Nucleation and growth of single-walled carbon nanotubes: A molecular dynamics study

Abstract

Molecular dynamics simulations based on an empirical potential energy surface were used to study iron catalyzed nucleation and growth of single-walled carbon nanotubes (SWNTs). The simulations show that SWNTs grow from iron-carbide particles at temperatures between 800 and 1400 K, whereas graphene sheets encapsulate the particle at temperatures below 600 K and a three-dimensional soot-like structure is formed above 1600 K. Nucleation of these carbon (C) structures can be divided into three stages: (i) at short times the FeC particle is not saturated in C and all C atoms are dissolved in the particle; (ii) at intermediate times the FeC Cluster is highly supersaturated in C and carbon strings, polygons and small graphitic islands nucleate on the cluster surface; (iii) at longer times the FeC cluster is supersaturated in C and, depending on the temperature, the graphene sheet, SWNT, or soot-like structure is grown.
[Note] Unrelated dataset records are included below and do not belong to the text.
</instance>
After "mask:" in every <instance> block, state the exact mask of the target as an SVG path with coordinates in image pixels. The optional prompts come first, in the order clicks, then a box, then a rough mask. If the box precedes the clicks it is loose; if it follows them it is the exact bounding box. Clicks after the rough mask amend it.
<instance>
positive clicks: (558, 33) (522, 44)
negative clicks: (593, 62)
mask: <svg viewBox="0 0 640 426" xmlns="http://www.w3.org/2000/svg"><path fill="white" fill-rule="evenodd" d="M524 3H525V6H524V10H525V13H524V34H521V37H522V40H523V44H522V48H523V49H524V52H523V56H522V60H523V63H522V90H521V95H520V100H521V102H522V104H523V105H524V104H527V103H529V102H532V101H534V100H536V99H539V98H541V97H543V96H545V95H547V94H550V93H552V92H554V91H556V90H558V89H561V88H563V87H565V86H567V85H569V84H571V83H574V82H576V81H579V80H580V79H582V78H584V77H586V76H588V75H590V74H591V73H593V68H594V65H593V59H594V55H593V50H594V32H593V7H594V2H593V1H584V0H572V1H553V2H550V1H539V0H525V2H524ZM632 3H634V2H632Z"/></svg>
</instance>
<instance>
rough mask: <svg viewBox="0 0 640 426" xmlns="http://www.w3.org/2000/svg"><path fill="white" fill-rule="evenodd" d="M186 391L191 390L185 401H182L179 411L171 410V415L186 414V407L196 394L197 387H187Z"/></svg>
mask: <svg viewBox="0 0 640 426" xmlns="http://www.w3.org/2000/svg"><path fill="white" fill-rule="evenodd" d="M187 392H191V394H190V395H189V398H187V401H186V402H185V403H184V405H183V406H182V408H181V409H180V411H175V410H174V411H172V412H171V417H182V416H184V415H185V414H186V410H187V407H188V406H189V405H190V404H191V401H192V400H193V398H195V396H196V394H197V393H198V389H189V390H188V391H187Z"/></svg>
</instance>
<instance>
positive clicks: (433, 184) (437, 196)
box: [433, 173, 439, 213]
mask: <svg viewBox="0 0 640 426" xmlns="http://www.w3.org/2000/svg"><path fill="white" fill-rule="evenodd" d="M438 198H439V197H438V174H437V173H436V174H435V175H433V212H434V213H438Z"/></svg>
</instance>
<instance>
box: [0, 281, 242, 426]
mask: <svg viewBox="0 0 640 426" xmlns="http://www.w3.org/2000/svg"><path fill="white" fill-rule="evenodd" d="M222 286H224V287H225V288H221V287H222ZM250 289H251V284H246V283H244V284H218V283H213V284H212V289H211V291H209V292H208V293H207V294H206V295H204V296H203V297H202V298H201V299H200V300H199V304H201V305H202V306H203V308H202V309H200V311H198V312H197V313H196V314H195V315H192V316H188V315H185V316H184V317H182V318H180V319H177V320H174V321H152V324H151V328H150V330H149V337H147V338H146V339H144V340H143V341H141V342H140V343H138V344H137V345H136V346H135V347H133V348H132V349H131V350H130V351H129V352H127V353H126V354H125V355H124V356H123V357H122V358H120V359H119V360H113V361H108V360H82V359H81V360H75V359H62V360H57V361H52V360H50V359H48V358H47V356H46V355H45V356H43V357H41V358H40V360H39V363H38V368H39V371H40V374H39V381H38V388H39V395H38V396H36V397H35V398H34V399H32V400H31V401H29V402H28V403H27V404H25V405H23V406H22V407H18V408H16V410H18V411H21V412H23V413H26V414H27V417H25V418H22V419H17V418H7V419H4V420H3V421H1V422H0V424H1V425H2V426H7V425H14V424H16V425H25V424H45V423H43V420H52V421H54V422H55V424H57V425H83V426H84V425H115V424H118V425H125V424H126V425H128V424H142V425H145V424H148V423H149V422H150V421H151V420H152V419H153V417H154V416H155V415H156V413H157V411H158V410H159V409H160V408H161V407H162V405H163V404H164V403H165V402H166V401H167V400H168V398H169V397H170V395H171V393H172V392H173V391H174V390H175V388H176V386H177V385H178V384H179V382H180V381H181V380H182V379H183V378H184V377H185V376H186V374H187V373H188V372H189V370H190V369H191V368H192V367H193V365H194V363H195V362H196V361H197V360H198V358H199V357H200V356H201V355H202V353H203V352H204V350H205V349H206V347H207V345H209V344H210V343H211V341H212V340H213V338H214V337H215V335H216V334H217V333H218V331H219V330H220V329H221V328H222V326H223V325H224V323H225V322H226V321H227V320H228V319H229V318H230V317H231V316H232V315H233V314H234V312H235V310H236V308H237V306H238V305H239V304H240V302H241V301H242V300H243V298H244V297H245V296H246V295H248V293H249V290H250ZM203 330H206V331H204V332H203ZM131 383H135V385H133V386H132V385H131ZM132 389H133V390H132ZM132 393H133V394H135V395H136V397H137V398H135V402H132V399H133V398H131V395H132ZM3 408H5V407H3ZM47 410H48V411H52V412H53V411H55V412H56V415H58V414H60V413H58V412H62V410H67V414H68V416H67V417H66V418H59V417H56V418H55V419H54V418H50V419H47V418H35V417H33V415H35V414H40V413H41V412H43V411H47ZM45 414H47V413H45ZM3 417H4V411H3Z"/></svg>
At low temperatures the kinetic energy is not sufficient to overcome the attractive forces between the particle and the graphitic islands (that are formed in stage ii) and, because these islands cannot lift off the particle, a complete graphene sheet grows around the cluster. At temperatures above 800 K the kinetic energy is sufficiently high to overcome these attractive forces so that the graphitic island lifts off the particle to form a cap. Between 800 and 1400 K theses caps grow into SWNTs, and at temperatures larger than 1600 K the large number of defects in the,growing carbon structure produces a soot-like structure. The calculations also reveal that the growing SWNT maintains an open end on the cluster due to the strong bonding between the open nanotube end atoms and the C, cluster. The number of defects in the SWNT structure can be reduced by lowering the rate of carbon addition to the FeC cluster.